Morrissey Alleges Sexual Assault

Pssh, TSA, amirite? Morrissey ended up getting a very, very thorough security check at San Francisco International Airport. One against his will. One that included the quick and tender grab of his penis and testicles. And that, my friends, qualifies as sexual assault. But, but the terrorists…ISIS…if TSA doesn’t fondle some breasts and dicks along the way, how will we stop the horrendous ways of terrorist organizations? Umm, no.

Morrissey put out a statement that explained what happened. It doesn’t seem outrageous, unlike much of what that guy says.

On leaving the US on 27 July I flew from San Francisco International Airport to London on flight BA 284.

At 2:30 in the afternoon I went through the usual airport security procedure including the stand-up ‘scanner’, and all was well – no bleeps and nothing unusual.

Before I could gather my belongings from the usual array of trays I was approached by an “airport security officer” who stopped me, crouched before me and groped my penis and testicles. He quickly moved away as an older “airport security officer” approached.

That’s very furtive. “Crouched”. Some airport officer scampered over like a Rhesus monkey, stuck out his human monkey hand and tickled Morrissey’s fancy. Then just as quickly, scooted away when a bigger predator appeared. The animal kingdom amazes.

The officer who sexually assaulted me was identified as the General Manager On Duty. Luckily I was accompanied by two members of British Airways Special Services, who were horrified at the sexual attack and suggested that I lodge a complaint. I asked if there would be any point in lodging a complaint since, as with any complaint against a figure in “authority”, the complaints are simply collected in order to protect the guilty officer should the matter go further. The British Airways Special Services employees assured me that a complaint was worthwhile, and so I filed the appropriate information. However, before doing so, the guilty “officer” was confronted, and the conversation went thus:

You have just sexually groped this man.
Officer: That’s just your opinion.
What you have done is illegal.
Officer: That’s just your opinion.
You have no right to do what you have just done.
Officer: That’s just your opinion.

That groper should switch careers and be a lawyer or politician. S/he is very good at repeating talking points. “That’s just your opinion.”

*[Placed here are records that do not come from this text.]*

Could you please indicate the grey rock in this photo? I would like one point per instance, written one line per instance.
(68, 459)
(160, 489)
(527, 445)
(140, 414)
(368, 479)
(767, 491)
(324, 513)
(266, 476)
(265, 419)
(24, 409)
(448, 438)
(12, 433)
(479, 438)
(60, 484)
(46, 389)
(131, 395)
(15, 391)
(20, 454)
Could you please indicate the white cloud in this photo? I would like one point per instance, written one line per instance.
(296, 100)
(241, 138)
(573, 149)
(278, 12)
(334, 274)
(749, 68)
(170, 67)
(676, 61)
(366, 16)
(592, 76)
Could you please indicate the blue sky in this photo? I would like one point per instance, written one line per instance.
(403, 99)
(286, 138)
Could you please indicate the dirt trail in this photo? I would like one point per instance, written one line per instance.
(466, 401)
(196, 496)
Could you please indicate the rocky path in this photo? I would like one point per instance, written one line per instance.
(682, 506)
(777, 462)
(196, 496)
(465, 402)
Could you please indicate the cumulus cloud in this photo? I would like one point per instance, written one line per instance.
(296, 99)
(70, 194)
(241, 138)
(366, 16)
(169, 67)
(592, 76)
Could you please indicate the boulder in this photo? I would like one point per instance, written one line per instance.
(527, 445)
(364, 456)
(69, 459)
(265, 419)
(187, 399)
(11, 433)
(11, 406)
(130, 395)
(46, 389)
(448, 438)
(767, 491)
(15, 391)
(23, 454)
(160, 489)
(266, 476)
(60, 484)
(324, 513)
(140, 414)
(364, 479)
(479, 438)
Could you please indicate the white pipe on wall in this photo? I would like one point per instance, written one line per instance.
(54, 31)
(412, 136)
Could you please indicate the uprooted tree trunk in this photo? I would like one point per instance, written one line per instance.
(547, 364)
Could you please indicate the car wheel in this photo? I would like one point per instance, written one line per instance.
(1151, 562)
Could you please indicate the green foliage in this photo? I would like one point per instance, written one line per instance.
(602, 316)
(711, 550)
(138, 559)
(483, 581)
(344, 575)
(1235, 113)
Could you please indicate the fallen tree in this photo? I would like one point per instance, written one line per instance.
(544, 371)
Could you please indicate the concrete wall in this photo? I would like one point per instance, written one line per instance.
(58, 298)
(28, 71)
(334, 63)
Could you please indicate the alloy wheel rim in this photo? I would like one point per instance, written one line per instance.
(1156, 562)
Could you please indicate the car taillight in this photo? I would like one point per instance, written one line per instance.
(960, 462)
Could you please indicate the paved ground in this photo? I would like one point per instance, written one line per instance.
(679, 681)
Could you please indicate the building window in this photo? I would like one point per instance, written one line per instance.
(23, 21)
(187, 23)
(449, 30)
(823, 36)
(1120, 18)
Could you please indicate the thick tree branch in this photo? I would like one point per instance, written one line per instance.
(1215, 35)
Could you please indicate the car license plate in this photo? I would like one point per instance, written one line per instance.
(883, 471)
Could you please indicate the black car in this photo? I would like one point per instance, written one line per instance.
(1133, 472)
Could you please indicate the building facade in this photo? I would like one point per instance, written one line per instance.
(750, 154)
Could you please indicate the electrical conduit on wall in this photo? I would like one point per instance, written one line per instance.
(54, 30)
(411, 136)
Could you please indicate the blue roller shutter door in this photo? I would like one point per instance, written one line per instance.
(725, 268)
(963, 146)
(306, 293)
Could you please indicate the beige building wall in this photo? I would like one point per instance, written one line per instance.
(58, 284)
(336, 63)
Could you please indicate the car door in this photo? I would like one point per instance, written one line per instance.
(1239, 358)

Complainant: You just groped me.
Officer: That’s just your opinion.
Complainant: You’re a rapist.
Officer: That’s just your opinion.
Complainant: Give me your badge number.
Officer: That’s just your opinion.
Complainant: I’m reporting you.
Officer: That’s just your opinion.

Not bad, this works well in daily life. I’ll try it.

Morrissey finished his description with this:

In the interests of imperishable bureaucracy my submitted complaint against this ‘officer’ will obviously be either unread or ignored because, as we all know, on matters of officialism it is not possible to be pleasantly surprised by anything at all. However, what is clear is that, should you find yourself traveling through San Francisco International Airport, you should expect sexual abuse from the so-called ‘security officers’ who, we are unconvincingly warned, are acting only for our security.

Not a surprise to see authority figures abuse their powers. Many are bullies and sociopaths protected by badges. And yea, avoid San Francisco International Airport. Sounds like it’s a zoo of sexually assault-minded monkeys pawing at all the travelers walking through. A sex zoo over there and you are the prey.